Venous blood samples were obtained at baseline for all children, and at end study in a subsample of randomly selected blocks (94 children for the subsample). Three mL of blood was collected into an evacuated tube containing EDTA (BD, Franklin Lakes, NJ, USA). Immediately following blood sampling, plasma was separated from the blood cells by centrifugation at room temperature (450 x g x 10 min), transferred into storage vials and stored at -20 0C until analysis. Plasma tHcy was analyzed using commercial kits (Abbott Park, IL, USA) [27]. Plasma concentrations of vitamin B12 and folate were determined by microbiological assays using a chloramphenicol-resistant strain of Lactobacillus casei and colistin sulfate-resistant strain of Lactobacillus leichmannii, respectively [28].

Power calculations

We included the last 422 enrollments in this sub-study.
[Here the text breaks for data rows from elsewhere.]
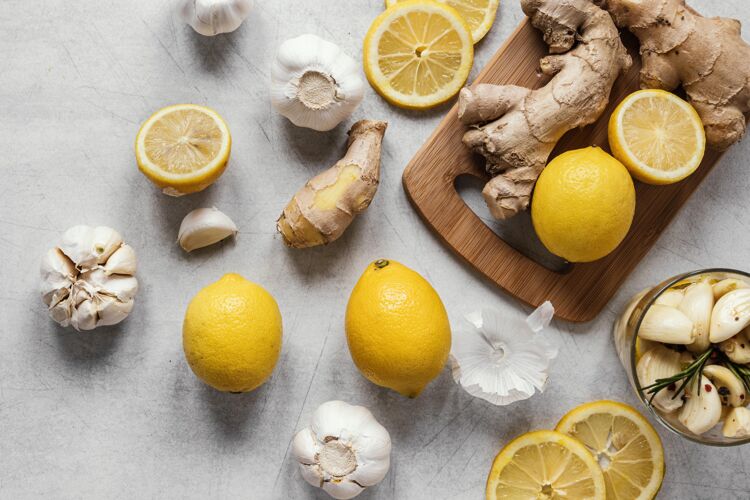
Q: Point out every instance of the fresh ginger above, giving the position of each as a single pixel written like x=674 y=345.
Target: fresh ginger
x=707 y=56
x=321 y=211
x=525 y=125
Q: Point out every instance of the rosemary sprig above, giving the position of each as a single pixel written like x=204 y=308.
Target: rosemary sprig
x=693 y=369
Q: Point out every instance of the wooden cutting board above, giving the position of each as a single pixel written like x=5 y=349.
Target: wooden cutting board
x=580 y=291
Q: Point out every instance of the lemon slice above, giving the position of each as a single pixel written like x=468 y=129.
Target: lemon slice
x=657 y=136
x=183 y=148
x=545 y=464
x=624 y=442
x=478 y=14
x=418 y=54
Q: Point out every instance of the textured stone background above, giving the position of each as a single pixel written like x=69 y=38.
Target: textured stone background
x=117 y=413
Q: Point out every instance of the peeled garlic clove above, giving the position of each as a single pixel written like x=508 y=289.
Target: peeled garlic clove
x=203 y=227
x=122 y=261
x=737 y=348
x=737 y=423
x=697 y=304
x=731 y=389
x=671 y=298
x=730 y=315
x=666 y=324
x=725 y=286
x=657 y=363
x=702 y=408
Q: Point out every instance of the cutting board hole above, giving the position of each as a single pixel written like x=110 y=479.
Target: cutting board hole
x=517 y=232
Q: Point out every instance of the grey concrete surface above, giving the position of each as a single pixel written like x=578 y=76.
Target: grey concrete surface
x=117 y=413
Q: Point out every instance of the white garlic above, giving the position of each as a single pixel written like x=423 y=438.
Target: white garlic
x=737 y=423
x=697 y=304
x=344 y=451
x=666 y=324
x=203 y=227
x=212 y=17
x=702 y=408
x=89 y=281
x=314 y=84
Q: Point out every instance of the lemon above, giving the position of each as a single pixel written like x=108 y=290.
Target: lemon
x=183 y=148
x=583 y=205
x=397 y=328
x=657 y=136
x=545 y=464
x=623 y=439
x=232 y=334
x=478 y=14
x=418 y=54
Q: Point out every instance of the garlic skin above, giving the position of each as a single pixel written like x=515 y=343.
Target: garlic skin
x=502 y=359
x=212 y=17
x=203 y=227
x=344 y=451
x=88 y=280
x=314 y=84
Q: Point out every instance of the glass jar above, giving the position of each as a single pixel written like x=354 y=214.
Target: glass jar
x=627 y=345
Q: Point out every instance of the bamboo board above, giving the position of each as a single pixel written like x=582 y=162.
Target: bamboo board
x=582 y=290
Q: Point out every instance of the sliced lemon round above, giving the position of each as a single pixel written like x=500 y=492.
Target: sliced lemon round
x=418 y=54
x=183 y=148
x=545 y=464
x=657 y=136
x=478 y=14
x=624 y=442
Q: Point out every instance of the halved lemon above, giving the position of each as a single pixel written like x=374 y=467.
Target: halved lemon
x=545 y=464
x=478 y=14
x=624 y=442
x=183 y=148
x=657 y=136
x=418 y=54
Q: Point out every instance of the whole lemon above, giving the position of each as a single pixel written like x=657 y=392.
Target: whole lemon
x=397 y=328
x=232 y=334
x=583 y=205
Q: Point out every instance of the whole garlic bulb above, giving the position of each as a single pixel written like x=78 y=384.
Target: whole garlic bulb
x=314 y=84
x=344 y=450
x=212 y=17
x=88 y=280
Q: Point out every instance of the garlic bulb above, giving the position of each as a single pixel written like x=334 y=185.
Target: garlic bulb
x=344 y=451
x=88 y=280
x=314 y=84
x=500 y=359
x=203 y=227
x=212 y=17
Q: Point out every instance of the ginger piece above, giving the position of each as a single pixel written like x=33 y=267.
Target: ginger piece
x=525 y=125
x=707 y=56
x=321 y=211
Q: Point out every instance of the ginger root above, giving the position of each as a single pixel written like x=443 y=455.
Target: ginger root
x=707 y=56
x=321 y=211
x=524 y=125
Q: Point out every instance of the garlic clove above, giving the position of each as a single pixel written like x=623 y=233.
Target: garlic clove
x=203 y=227
x=730 y=315
x=122 y=261
x=737 y=348
x=702 y=408
x=671 y=298
x=725 y=286
x=697 y=304
x=666 y=324
x=737 y=423
x=657 y=363
x=731 y=389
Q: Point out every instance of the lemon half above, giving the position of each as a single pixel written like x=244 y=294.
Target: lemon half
x=626 y=441
x=657 y=136
x=183 y=148
x=545 y=464
x=418 y=54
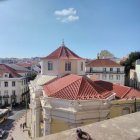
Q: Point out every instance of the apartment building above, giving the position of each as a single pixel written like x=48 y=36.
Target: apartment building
x=134 y=80
x=62 y=61
x=13 y=86
x=106 y=70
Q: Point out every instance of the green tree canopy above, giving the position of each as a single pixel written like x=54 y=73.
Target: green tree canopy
x=129 y=63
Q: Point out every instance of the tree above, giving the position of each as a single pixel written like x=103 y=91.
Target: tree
x=105 y=54
x=129 y=63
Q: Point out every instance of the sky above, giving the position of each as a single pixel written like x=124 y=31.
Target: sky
x=35 y=28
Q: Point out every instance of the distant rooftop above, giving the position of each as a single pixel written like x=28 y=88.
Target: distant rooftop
x=126 y=127
x=103 y=63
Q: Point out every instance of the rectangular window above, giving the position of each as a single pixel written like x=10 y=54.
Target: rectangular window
x=13 y=83
x=104 y=69
x=68 y=66
x=111 y=77
x=6 y=92
x=111 y=69
x=118 y=70
x=13 y=92
x=6 y=84
x=104 y=76
x=50 y=65
x=118 y=77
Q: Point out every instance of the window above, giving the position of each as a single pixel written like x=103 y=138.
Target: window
x=13 y=83
x=138 y=108
x=126 y=110
x=6 y=92
x=6 y=84
x=50 y=65
x=118 y=77
x=13 y=92
x=118 y=70
x=104 y=69
x=98 y=76
x=111 y=69
x=104 y=76
x=68 y=66
x=81 y=66
x=111 y=77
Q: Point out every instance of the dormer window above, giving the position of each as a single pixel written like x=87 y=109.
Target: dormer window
x=6 y=84
x=104 y=69
x=68 y=66
x=50 y=66
x=13 y=83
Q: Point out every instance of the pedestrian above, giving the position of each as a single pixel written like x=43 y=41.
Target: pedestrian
x=25 y=124
x=21 y=126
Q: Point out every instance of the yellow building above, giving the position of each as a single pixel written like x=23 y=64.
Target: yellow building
x=60 y=101
x=62 y=61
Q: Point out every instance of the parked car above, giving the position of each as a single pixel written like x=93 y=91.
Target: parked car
x=2 y=133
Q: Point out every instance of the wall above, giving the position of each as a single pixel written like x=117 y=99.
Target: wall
x=118 y=106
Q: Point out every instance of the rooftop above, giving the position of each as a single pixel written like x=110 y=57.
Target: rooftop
x=74 y=87
x=6 y=69
x=103 y=63
x=62 y=53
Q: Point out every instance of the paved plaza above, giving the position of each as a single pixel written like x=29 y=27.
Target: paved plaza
x=19 y=133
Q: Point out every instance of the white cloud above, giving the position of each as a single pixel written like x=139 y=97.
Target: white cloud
x=66 y=15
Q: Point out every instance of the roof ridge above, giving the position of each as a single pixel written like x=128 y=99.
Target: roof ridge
x=66 y=87
x=80 y=86
x=130 y=88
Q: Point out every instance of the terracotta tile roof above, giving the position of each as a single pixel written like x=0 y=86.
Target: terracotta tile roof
x=62 y=53
x=133 y=93
x=120 y=90
x=6 y=69
x=74 y=87
x=103 y=63
x=25 y=65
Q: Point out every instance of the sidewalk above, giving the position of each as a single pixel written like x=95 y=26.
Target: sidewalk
x=20 y=134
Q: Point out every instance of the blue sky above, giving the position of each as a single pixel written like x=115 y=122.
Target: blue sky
x=30 y=28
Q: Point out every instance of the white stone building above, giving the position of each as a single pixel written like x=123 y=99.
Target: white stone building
x=106 y=70
x=13 y=86
x=135 y=76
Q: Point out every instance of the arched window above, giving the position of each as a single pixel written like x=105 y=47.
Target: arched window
x=126 y=110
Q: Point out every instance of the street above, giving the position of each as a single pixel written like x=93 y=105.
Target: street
x=8 y=125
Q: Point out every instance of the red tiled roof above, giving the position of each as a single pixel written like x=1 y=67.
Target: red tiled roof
x=120 y=90
x=24 y=64
x=133 y=93
x=62 y=53
x=103 y=63
x=6 y=69
x=74 y=87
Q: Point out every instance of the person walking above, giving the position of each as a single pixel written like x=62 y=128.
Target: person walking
x=23 y=126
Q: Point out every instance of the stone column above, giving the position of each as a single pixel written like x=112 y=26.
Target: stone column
x=36 y=112
x=47 y=122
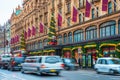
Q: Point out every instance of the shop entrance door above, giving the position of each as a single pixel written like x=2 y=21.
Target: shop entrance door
x=87 y=61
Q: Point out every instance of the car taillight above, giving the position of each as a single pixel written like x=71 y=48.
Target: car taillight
x=62 y=65
x=13 y=62
x=42 y=66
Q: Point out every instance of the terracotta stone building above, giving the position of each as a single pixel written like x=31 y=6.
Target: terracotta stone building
x=87 y=38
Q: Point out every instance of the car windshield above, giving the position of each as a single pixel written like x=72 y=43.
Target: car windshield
x=19 y=59
x=114 y=61
x=69 y=61
x=52 y=59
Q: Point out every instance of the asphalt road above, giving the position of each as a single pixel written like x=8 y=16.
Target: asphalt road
x=65 y=75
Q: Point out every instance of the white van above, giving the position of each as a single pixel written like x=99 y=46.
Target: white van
x=108 y=65
x=42 y=64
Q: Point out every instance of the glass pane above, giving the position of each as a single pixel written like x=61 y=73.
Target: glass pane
x=107 y=31
x=113 y=30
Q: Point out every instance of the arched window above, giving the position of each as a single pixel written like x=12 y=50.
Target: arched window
x=119 y=26
x=108 y=29
x=91 y=33
x=78 y=35
x=65 y=38
x=109 y=7
x=45 y=42
x=70 y=37
x=40 y=44
x=60 y=40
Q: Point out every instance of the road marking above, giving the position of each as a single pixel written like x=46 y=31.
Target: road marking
x=6 y=76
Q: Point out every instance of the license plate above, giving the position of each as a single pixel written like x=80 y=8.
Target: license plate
x=52 y=70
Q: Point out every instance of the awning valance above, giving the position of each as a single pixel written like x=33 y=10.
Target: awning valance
x=74 y=48
x=90 y=46
x=107 y=44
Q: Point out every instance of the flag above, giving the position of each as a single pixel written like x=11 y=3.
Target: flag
x=25 y=34
x=11 y=40
x=17 y=38
x=33 y=30
x=75 y=12
x=87 y=9
x=41 y=28
x=59 y=19
x=29 y=32
x=104 y=5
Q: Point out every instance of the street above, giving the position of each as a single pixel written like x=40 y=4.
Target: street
x=65 y=75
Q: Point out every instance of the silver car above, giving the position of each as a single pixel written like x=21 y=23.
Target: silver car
x=108 y=65
x=42 y=64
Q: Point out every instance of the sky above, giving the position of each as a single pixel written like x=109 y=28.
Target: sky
x=6 y=9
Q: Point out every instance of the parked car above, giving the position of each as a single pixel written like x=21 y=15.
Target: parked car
x=4 y=60
x=70 y=64
x=108 y=65
x=15 y=63
x=42 y=65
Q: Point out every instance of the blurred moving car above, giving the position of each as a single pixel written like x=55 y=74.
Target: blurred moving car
x=70 y=64
x=15 y=63
x=42 y=65
x=108 y=65
x=4 y=60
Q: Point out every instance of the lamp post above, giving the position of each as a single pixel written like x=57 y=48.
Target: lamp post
x=4 y=38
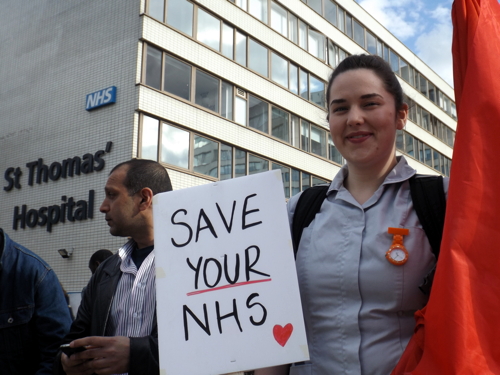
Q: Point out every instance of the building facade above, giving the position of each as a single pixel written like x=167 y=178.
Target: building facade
x=212 y=89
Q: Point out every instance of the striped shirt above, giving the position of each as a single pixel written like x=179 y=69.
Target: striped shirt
x=134 y=302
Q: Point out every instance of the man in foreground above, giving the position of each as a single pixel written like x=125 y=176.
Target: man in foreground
x=34 y=315
x=116 y=321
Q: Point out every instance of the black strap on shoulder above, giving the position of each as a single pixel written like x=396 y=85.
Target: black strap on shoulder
x=307 y=207
x=429 y=201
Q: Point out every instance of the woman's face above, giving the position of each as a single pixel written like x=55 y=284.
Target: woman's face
x=363 y=119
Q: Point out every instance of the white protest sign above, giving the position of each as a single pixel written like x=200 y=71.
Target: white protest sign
x=227 y=291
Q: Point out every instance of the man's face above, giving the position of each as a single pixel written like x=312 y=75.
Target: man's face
x=120 y=208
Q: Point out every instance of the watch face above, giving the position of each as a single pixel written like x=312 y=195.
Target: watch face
x=397 y=255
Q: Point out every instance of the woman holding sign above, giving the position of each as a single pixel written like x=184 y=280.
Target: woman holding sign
x=361 y=260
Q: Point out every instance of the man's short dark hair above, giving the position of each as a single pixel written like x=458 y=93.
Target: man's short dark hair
x=143 y=173
x=99 y=256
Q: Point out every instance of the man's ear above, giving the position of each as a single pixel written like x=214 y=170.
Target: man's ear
x=146 y=197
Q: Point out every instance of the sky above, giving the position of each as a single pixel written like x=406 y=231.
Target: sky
x=424 y=26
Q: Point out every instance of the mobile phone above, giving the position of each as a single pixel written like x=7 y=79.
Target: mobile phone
x=66 y=349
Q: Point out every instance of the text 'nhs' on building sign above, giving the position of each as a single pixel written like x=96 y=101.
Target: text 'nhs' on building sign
x=101 y=98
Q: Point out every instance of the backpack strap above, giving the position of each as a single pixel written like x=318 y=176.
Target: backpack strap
x=307 y=207
x=429 y=201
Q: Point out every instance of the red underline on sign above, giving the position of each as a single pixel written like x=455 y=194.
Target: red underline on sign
x=227 y=286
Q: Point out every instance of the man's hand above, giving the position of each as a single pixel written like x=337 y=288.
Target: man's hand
x=104 y=355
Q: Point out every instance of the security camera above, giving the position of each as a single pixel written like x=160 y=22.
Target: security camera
x=65 y=253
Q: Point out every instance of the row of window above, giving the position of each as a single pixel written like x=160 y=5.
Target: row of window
x=317 y=44
x=176 y=77
x=426 y=120
x=407 y=143
x=246 y=51
x=366 y=39
x=175 y=146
The power to detect a standardized mean difference (based on a t-test) of 0.4 (i.e. 20 points in total ASQ-3 scores) and 0.5 (25 points in total ASQ-3 scores) between the placebo and any of the treatment groups was 83 and 95 per cent, respectively. In these calculations, which were done by the “power” command in Stata, we used a two-sided alpha error of 0.05.

Statistics and data management

The data was entered twice by two data entry clerks followed by validiation by a computer manager. A total of 0.21% of the ASQ-3 responses were missing. For missing items an adjusted total score was computed by dividing the total subscale score by the number of completed items in the scale [29]. This number was then added depending on the amount of items missing. Height-for-age, weight-for-age and weight-for-height z scores were calculated using the most recent WHO growth charts [30]. The ASQ-3 scores for the total sample are presented as means (SD). We used linear regression to compare the intervention groups: vitamin B12, folic acid and vitamin B12/folic acid against the placebo on a continuous scale. We also used multiple logistic regression on the total and subscale ASQ-3 scores categorized on the 25th percentile. In these models, we also examined the effects in various predefined subgroups based on the following baseline characteristics (cut-offs in brackets): age (<12 months), stunting (< -2 z scores height/length-for-age), wasting (< -2 z scores weight-for-height/length), being underweight (< -2 z scores weight-for-age), low plasma vitamin B12 (<200 pmol/L), low plasma folate (<7.5 nmol/L), and high plasma tHcy (>10 μmol/L). This is the same approach for presenting main and subgroup effects as we used when presenting the effect of the interventions on the incidence of infections [15]. For the subgroup models, we adjusted for sex, age, breastfeeding status, height-for-age z-scores and mother´s encouragement of developmental advances. Post hoc, we examined the effect in an additional subgroup: ≤ 24 months vs. > 24 months at end study (corresponding to ≤18 months vs. >18 months at enrollment). We also performed the overall analyses adjusting for important baseline factors such as sex, gender, breastfeeding status, height-for-age, weight-for-age z-scores and log transformed family income. We included interaction terms in the models to measure whether the effects between the subgroups were significantly different. In these models, we also measured the interaction between folic acid and vitamin B12 supplementation. We calculated standardized mean differences by dividing the mean differences by the overall SDs of the different outcomes. Statistical analyses were performed in Stata, version 13 (Stata corporation, College Station, TX). All analyses were done following an intention-to-treat protocol. P< 0.05 (two-tailed) was considered significant.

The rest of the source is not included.